In our previous work, a series of OEG-based first (G1) and second generation (G2) dendronized polymethacrylates were prepared via both covalent and supramolecular chemistry, which show fast and sharp phase transitions with negligible hysteresis in aqueous solutions.¹⁴ Their phase transition temperatures can be tuned in the range of 32–65 °C through changing dendron generation, interior, or peripheral units. Compared to covalent polymers, the dynamic features of supramolecular interactions through host–guest chemistry facilitate tunable phase transition temperatures by simply varying ratios of the guests of different hydrophilicities.¹⁵ However, thermally-induced aggregation causes decomposition of the host–guest complex which could affect their performances in potential applications. Therefore, we here report on OEG-based thermoresponsive dendronized polymers through dynamic covalent linkages to possess both high stability and dynamic features.

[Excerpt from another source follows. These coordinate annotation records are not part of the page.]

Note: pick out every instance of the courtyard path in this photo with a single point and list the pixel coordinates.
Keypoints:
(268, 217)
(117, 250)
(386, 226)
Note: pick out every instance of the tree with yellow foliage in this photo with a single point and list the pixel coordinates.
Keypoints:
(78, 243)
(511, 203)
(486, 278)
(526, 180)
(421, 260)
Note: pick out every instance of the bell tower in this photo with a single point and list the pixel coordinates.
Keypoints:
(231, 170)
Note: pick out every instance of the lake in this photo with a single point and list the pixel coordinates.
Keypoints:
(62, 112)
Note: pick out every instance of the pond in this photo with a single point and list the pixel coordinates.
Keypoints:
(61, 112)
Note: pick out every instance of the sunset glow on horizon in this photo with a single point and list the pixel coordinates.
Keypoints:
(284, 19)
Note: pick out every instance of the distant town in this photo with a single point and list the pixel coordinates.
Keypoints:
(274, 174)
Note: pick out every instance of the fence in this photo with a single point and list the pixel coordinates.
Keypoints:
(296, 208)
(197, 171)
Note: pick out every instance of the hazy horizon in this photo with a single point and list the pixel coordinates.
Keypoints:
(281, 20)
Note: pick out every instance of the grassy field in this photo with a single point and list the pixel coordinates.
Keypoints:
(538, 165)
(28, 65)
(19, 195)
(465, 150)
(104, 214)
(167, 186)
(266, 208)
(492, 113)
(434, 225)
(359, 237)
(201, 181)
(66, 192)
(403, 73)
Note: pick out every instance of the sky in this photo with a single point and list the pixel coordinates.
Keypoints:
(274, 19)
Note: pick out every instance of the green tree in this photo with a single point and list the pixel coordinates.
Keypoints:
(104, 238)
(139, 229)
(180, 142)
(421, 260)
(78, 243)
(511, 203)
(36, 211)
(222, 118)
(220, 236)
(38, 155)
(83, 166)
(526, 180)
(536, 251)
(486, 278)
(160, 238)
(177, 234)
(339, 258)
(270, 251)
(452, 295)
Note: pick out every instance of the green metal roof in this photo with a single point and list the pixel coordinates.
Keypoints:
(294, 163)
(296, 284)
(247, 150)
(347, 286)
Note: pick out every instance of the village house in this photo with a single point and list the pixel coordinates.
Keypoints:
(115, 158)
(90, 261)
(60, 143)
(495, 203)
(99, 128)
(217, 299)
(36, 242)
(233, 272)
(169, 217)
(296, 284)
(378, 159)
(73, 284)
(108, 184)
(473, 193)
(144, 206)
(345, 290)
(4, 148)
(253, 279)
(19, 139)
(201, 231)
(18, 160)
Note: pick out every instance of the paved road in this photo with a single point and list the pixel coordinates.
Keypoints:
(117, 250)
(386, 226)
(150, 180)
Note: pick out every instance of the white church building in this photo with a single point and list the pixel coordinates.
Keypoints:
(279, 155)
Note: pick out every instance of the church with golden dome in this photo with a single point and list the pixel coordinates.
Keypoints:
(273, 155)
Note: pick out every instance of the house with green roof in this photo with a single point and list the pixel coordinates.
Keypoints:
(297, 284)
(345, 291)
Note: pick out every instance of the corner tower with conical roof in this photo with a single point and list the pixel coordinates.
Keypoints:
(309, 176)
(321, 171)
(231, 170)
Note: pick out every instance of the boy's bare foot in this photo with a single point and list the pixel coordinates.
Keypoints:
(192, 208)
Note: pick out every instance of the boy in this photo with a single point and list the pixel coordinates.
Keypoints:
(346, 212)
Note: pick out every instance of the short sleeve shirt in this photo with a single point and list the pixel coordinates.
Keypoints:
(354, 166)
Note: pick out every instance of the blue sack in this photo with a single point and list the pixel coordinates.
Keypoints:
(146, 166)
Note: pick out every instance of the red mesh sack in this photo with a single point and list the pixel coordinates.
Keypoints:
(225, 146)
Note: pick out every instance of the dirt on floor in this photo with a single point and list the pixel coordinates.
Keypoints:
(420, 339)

Polyacylhydrazones pendanted with G1 or G2 OEG dendrons were synthesized through dynamic covalent reactions between dialdehydes and diacylhydrazines in the presence of acid catalyst. The effect of polymerization conditions on molecular weight was surveyed, and their thermoresponsive properties were investigated by UV/Vis spectroscopy. The dynamic constitutional feature of these dendronized polymers were examined by switching solution pH conditions and also through addition of competitive monomers with different hydrophilicity in order to mediate polymer thermoresponsiveness. Moreover, possible structure effect on binding of copper(II) ions by acylhydrazones was also investigated (Fig. 1).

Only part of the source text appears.